Ditto the pigeon. Yes, it had that chewiness to which we are not used these days, when much of our food has a kind of semi-predigested softness, but it also had flavour - big, bouncing and husky - that went fabulously with the soothing richness of the properly creamy lentils, sharpened, unless I am much mistaken, with a healthy dollop of mustard. Again, the presentation was stylish: the pigeon, largely dismembered, was centred on the lentils, which were given shape by a ring of spinach and slivers of parsnips lying in a judiciously made clear stock sauce flecked with the mushrooms. Handsome, or what?
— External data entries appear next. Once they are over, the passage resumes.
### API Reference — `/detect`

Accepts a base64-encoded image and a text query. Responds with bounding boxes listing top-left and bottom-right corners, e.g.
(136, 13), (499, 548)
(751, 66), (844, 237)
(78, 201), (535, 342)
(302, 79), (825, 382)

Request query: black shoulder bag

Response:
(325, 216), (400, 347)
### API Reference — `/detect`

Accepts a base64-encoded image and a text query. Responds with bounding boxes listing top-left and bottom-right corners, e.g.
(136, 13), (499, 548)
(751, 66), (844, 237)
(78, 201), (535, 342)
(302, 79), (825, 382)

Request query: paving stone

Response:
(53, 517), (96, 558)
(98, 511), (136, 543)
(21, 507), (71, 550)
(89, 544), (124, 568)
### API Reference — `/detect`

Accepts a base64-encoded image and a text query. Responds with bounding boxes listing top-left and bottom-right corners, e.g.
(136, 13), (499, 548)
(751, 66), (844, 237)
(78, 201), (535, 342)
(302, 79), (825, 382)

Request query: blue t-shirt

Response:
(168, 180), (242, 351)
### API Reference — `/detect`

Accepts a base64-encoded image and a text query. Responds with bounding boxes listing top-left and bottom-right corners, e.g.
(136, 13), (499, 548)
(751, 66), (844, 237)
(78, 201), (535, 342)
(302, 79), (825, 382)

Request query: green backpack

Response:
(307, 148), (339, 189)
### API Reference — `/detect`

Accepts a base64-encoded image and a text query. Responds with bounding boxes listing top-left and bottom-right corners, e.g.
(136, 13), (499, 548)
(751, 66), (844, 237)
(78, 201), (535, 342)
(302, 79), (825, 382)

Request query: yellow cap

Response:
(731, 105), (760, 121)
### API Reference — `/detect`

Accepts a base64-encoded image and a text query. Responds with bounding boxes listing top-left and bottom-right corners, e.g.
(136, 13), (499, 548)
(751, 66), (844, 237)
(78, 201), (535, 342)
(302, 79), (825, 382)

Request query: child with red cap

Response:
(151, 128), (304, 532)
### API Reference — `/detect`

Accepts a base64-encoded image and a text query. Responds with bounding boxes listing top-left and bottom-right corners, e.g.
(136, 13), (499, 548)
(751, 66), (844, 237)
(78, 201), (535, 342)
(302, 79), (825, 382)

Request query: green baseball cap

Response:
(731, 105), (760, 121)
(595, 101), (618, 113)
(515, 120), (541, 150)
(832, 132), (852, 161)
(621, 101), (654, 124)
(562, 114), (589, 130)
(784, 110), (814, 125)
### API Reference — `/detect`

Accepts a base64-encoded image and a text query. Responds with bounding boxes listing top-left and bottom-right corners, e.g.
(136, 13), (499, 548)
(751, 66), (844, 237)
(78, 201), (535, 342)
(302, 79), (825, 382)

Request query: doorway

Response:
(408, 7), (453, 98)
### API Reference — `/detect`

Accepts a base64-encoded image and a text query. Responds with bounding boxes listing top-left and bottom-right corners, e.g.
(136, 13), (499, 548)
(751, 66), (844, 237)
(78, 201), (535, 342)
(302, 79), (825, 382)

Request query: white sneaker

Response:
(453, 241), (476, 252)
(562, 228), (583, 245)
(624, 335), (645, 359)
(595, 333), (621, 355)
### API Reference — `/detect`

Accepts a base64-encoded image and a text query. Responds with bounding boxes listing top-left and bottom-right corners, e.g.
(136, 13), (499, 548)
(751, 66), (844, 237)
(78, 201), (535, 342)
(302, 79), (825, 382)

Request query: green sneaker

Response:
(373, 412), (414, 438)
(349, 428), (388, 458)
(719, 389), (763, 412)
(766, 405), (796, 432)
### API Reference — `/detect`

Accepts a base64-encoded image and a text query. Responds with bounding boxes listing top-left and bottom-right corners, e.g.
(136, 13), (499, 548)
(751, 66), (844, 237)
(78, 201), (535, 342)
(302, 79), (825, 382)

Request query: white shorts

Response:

As I said, these dishes were rather far removed from the unassuming manners of most gastropub food. Each dish was a statement of energy and ambition in the kitchen.
There was a slight falling of invention when it came to puddings. Anyway, I wanted cheese to help me round off the bottle of ChËteau Arnauld 1997, which I had been well advised to order - it was full, rich, with all sorts of layers of flavour for the tastebuds to sink through, and it made a very good senior partner to the five Welsh cheeses that came neatly ranged on a wooden board. Irritatingly, I forgot to make a note of their names, but they all had character, and were served in very good nick. I still couldn't finish the wine, so I passed the remains of my bottle to the couple at the next table, who were also tackling the cheese. They seemed very pleased.
The wine cost £27.50, and was worth every penny. Add to that a half of Tomos Watkin OSB, which might have been made to go with the eel, some water, and three courses for £25, and the bill was £56.40. OK, so that's not a cheap and cheerful price, but then neither is the cooking. It's serious and skilled enough to more than justify the expense. The panache of the place is a bonus.
· Open Tues-Sun, lunch, 12.30-2.30pm; dinner, 7-9.30pm. Menus: Lunch, £8.95 for one course, £14.45 for two; dinner, £19.50 for two courses, £25 for three. Wheelchair access & WC.